I am using Windows 7, R2.15.3 and RStudio 0.97.320 with knitr 1.1. Not sure what my pandoc
version is, but I downloaded it a couple of days ago.
sessionInfo()
R version 2.15.3 (2013-03-01) Platform: x86_64-w64-mingw32/x64 (64-bit)
locale:
[1] LC_COLLATE=Spanish_Argentina.1252 LC_CTYPE=Spanish_Argentina.1252 LC_MONETARY=Spanish_Argentina.1252
[4] LC_NUMERIC=C LC_TIME=Spanish_Argentina.1252
attached base packages:
[1] stats graphics grDevices utils datasets methods base
loaded via a namespace (and not attached):
[1] tools_2.15.3
I would like to get my reports both in html
and Word, so I'm using markdown and pandoc.
I write in spanish with accents on vowels and tildes on the n: á-ú
and ñ
.
I have read many posts and I see problems similar to the one I'm having have been solved with new versions of knitr
. But there is one issue I haven't found a solution for.

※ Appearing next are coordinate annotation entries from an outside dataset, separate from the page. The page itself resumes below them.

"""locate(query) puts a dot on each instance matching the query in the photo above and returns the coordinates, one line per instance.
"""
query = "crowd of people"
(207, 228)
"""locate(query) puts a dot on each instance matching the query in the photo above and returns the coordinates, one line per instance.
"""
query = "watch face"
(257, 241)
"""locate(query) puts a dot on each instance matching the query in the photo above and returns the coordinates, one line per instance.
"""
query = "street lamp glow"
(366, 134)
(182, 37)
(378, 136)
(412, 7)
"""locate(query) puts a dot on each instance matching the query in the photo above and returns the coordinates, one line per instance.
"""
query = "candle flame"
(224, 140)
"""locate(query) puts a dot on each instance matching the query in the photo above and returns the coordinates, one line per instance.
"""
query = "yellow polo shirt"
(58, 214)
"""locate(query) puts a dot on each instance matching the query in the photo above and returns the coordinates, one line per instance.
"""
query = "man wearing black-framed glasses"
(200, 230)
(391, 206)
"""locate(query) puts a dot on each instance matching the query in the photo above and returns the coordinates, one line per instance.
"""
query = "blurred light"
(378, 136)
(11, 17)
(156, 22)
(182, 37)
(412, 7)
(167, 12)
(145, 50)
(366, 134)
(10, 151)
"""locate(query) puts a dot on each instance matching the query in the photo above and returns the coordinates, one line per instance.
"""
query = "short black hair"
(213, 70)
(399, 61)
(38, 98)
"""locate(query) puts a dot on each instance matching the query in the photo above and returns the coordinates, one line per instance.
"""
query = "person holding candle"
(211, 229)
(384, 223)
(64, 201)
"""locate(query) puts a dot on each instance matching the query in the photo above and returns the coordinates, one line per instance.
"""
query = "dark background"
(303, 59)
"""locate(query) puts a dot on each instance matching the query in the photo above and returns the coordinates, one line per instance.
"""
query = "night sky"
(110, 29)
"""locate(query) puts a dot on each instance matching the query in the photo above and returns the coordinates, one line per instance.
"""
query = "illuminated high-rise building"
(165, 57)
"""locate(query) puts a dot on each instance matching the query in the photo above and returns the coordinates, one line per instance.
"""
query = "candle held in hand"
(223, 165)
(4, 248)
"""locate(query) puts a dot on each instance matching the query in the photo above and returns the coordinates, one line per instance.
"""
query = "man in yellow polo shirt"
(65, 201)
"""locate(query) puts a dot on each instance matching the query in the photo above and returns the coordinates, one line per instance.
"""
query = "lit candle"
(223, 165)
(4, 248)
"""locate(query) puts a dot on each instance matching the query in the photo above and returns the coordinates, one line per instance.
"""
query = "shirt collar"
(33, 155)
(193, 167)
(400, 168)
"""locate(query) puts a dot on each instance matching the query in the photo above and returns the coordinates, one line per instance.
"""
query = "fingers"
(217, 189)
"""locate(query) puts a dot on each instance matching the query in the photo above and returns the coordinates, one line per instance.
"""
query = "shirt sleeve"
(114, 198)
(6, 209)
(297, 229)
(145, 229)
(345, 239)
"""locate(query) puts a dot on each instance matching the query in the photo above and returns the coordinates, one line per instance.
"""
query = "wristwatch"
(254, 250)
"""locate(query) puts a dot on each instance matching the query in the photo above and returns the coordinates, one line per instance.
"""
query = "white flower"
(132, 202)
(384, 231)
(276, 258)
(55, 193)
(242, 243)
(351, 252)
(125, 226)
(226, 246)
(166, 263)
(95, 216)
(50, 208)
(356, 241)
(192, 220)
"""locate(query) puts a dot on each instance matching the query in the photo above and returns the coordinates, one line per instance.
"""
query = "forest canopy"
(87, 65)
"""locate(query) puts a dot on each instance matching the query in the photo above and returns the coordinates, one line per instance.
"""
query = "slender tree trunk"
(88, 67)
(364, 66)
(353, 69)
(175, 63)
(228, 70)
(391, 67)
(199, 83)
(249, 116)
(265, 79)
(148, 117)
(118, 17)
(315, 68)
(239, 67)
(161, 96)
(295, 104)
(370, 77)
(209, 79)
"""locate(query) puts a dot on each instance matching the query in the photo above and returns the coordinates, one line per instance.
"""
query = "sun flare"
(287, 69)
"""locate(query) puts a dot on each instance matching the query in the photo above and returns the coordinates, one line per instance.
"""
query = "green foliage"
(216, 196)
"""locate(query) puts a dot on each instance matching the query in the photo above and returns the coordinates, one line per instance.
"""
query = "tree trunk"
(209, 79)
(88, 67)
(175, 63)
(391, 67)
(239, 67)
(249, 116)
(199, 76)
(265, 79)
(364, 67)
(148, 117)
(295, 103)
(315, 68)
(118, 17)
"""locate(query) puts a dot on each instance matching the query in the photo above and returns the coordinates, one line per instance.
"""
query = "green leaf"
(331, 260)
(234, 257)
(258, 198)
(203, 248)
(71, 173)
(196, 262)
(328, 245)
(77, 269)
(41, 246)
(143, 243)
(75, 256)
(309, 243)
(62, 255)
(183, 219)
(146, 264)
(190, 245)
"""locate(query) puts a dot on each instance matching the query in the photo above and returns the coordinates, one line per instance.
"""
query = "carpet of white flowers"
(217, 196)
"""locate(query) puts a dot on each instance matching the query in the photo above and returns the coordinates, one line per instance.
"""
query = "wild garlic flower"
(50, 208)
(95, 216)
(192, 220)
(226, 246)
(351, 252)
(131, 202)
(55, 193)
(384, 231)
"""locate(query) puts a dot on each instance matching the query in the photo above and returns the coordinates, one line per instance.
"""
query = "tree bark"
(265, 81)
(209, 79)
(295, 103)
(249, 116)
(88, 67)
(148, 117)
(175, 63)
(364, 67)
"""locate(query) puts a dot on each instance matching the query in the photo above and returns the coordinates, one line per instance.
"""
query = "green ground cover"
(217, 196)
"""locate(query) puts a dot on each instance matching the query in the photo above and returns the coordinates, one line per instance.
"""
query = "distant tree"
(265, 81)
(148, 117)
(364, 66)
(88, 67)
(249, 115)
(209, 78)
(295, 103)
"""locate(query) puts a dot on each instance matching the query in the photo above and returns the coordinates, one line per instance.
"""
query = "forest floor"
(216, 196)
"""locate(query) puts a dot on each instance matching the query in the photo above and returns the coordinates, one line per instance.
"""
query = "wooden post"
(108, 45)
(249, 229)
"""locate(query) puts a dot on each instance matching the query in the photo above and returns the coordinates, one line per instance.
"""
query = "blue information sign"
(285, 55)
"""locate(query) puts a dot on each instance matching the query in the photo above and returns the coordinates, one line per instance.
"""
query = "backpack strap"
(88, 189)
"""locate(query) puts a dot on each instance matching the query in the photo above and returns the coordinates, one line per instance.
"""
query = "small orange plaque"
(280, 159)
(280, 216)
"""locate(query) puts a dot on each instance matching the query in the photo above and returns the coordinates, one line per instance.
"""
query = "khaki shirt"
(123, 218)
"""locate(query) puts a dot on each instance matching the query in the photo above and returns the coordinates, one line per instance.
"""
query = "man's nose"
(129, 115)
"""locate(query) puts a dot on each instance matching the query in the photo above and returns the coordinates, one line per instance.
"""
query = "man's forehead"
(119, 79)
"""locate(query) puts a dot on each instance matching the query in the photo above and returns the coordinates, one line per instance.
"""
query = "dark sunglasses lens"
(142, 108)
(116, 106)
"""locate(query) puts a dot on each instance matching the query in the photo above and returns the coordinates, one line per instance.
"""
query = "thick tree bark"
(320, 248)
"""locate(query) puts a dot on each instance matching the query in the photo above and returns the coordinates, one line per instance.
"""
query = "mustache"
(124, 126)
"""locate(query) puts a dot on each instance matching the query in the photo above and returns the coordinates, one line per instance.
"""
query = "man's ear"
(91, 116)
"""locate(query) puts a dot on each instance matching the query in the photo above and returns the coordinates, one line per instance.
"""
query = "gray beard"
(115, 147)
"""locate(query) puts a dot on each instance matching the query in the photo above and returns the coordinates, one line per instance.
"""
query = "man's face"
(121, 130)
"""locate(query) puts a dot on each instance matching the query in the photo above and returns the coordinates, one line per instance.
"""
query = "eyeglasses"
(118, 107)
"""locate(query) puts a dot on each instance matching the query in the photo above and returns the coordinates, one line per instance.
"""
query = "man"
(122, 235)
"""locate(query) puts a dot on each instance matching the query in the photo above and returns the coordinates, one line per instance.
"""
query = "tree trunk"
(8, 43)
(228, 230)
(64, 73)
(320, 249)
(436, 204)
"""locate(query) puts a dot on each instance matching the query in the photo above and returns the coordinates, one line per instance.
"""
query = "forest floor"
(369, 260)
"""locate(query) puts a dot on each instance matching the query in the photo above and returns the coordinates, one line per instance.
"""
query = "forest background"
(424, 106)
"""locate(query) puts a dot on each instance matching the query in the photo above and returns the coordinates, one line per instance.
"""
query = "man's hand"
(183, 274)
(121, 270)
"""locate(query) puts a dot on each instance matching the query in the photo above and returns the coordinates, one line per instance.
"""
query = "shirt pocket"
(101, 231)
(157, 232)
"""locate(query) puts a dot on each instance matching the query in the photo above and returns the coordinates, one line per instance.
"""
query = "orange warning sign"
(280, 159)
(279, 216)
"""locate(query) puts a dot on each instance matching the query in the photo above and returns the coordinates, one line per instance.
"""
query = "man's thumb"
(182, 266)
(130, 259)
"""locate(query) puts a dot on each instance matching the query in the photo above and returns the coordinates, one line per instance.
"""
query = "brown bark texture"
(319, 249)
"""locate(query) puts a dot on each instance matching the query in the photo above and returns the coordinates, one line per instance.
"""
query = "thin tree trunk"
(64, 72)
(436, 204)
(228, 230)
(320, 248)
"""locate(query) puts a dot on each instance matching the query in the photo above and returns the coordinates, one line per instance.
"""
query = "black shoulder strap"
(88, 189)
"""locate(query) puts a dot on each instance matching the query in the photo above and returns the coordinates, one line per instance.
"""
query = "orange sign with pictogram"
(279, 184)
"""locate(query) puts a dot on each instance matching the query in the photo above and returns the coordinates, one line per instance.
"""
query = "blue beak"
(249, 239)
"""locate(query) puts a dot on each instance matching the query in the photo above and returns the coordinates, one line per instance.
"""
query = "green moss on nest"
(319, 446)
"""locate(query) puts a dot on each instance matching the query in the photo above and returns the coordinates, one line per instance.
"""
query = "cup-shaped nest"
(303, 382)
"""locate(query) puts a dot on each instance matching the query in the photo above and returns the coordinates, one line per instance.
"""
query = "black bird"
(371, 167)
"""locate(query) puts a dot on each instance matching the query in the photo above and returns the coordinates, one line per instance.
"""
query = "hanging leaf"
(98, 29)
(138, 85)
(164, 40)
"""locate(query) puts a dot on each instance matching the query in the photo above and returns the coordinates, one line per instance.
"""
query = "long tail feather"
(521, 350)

When I started, I used the 'system default'
encoding that appears in the RStudio
dialog, i.e. ISO 8859-1
, and the RStudio
previews worked great. However when I tried to get Word documents, pandoc
choked on the accentuated vowels. I found a post showing how to solve this using iconv
:
iconv -t utf-8 "myfile.md" | pandoc -o "myfile.docx"| iconv -f utf-8
While this did solve pandoc's
unrecognized utf-8
characters complaints, for some reason pandoc
stops finding my plots, with an error like this one:
pandoc: Could not find image `figure/Parent.png', skipping...
If I use only non-accent characters, pandoc finds the images with no problems. I looked at the two .md
files with an hex
editor, and I can't see any difference when I compare the sections that handle the figures:![plot of chunk Parent](figure/Parent.png)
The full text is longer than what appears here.